Bill Preston

Profile
- Position: Tackle

Personal information
- Born: May 6, 1893 Dade County, Missouri, U.S.
- Died: December 25, 1954 (aged 61) Ghent, Ohio, U.S.
- Listed weight: 200 lb (91 kg)

Career information
- College: Missouri

Career history
- Akron Pros (1920);

Career statistics
- Games played: 1
- Games started: 0
- Stats at Pro Football Reference

= Bill Preston =

American football player (1893–1954)

William Columbus Preston (May 6, 1893 – December 25, 1954) was an American football player.

Preston was born in 1893 on a farm in Dade County, Missouri. He played college football for the University of Missouri. He played for the team in 1915 and 1916.

Preston moved to Akron, Ohio, as a cost inspector for dirigibles. He served in the Navy during World War I. After the war, he was employed in the building business in Akron. He then joined the Portage Rubber Co.

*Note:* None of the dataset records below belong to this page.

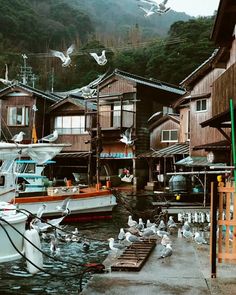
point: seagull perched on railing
(126, 137)
(51, 137)
(6, 81)
(65, 58)
(18, 137)
(100, 59)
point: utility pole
(98, 142)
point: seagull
(126, 137)
(149, 232)
(64, 206)
(41, 210)
(6, 81)
(132, 238)
(100, 59)
(121, 235)
(88, 92)
(148, 12)
(131, 222)
(51, 137)
(171, 223)
(140, 225)
(18, 137)
(187, 234)
(115, 246)
(199, 240)
(167, 251)
(65, 58)
(165, 240)
(162, 225)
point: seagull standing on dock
(199, 240)
(131, 222)
(167, 251)
(51, 137)
(65, 58)
(100, 59)
(17, 138)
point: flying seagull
(126, 137)
(65, 58)
(100, 59)
(18, 137)
(148, 12)
(6, 81)
(51, 137)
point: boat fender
(31, 252)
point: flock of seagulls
(66, 57)
(18, 138)
(155, 7)
(138, 231)
(126, 137)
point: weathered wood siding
(155, 135)
(77, 142)
(183, 127)
(27, 100)
(200, 135)
(223, 89)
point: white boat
(12, 229)
(86, 203)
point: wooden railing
(227, 223)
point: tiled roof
(175, 149)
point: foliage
(133, 43)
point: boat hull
(85, 206)
(7, 251)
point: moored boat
(12, 229)
(34, 190)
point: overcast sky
(194, 7)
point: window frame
(24, 114)
(201, 109)
(70, 121)
(169, 137)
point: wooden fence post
(213, 232)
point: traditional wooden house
(223, 88)
(125, 103)
(21, 109)
(196, 106)
(67, 116)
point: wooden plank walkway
(134, 257)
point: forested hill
(166, 47)
(118, 16)
(35, 25)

While living in Akron, he played one game of professional football for the Akron Pros of the American Professional Football Association (APFA). His one game was the opening game on October 3, 1920, against a club from Wheeling, West Virginia, that was not affiliated with the APFA. Preston appeared in the game as a substitute at the left tackle position. Preston "left the squad" after the Wheeling game.

Preston became employed by the Mutual Benefit Life Insurance Co. in 1931 and became a general agent for the company in 1936. He moved to Ghent, Ohio, in 1946. He died in 1954 after trying to extinguish a fire at his home on Christmas Day. He was age 61 when he died.